I just alluded, ladies and gentlemen, to the regional component of the problem, where I hope a less complicated and more rapid solution might be within reach.
The fall of Saddam Hussein and the emergence of a popularly elected government in Iraq produced anxieties in some regional countries regarding a disequilibrium in West Asia in favor of Iran that they believed had to be reversed at all costs.
Two decades earlier, similar misplaced anxieties following the Islamic Revolution in Iran, led some of our neighbors to arm and finance Saddam Hussein to destroy that manufactured enemy.
We had hoped that our neighbors would have learned from the fact that the monster they had created ended up as their own nightmare.
We all need to break this pattern. In fact, during the Iran-Iraq war, the international community recognized the problem and prescribed a regional security arrangement, enshrining it in paragraph 8 of UN Security Council resolution 598 that brought the war to an end. That provision continues to be relevant and necessary to end this vicious cycle.

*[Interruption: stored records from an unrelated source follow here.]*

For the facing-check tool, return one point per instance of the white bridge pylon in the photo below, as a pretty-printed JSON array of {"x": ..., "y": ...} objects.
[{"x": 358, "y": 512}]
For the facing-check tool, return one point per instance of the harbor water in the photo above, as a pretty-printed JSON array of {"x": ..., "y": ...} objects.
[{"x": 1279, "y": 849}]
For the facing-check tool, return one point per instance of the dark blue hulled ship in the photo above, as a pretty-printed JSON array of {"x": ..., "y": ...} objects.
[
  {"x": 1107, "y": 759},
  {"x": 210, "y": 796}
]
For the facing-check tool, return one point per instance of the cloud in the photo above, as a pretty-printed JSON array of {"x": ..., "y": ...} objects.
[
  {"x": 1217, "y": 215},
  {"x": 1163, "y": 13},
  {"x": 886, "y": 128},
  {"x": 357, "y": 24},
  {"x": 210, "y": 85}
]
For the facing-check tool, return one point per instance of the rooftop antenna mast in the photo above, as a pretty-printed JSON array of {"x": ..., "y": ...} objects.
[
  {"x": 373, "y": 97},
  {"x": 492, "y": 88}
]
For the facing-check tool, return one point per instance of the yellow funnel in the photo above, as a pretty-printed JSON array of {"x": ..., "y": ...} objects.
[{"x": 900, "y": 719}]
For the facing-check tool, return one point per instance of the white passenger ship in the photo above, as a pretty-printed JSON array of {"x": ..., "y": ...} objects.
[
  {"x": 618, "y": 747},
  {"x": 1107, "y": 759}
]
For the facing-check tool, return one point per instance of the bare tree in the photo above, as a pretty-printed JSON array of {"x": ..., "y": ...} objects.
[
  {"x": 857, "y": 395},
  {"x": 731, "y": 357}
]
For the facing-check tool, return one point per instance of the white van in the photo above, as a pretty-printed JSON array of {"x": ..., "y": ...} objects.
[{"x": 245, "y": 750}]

Countries in the Persian Gulf region need to surmount the current state of division and tension and instead move in the direction of erecting realistic regional arrangements. It can perhaps start with a modest regional dialogue forum, based on generally recognized principles and shared objectives. The forum can promote understanding on a broad spectrum of issues, including confidence- and security-building measures, and combating terrorism, extremism and sectarianism. It could also encourage practical cooperation in areas ranging from protection of the environment to joint investment and tourism. Such a forum could eventually even develop into more formal nonaggression and security cooperation arrangements.
President Rouhani took a major step in this regard last Wednesday in his trip to Oman and Kuwait.
Ladies and gentlemen,
I emphasize that the conflicts in Iraq, Syria, Yemen and Bahrain do not have military solutions. Each requires a political solution where no genuine actor is excluded from the process or marginalized in the outcome. Notwithstanding the complexities of each, there are always possibilities for eventually arriving at outcomes that meet the requirements of all concerned. To begin this unavoidable journey, we must begin defining problems in a non-zero-sum way.
The historic success of diplomacy over coercion in the resolution of the Iranian nuclear crisis reflects a simple but important political lesson: all parties concerned defined the problem in a mutually acceptable way that was amenable to a mutually acceptable solution. In other words, they recognized that they had to give up their maximalist expectations in favor of a working compromise.
The challenge, therefore, ladies and gentlemen, is first and foremost cognitive in essence. I hope world leaders are up to it.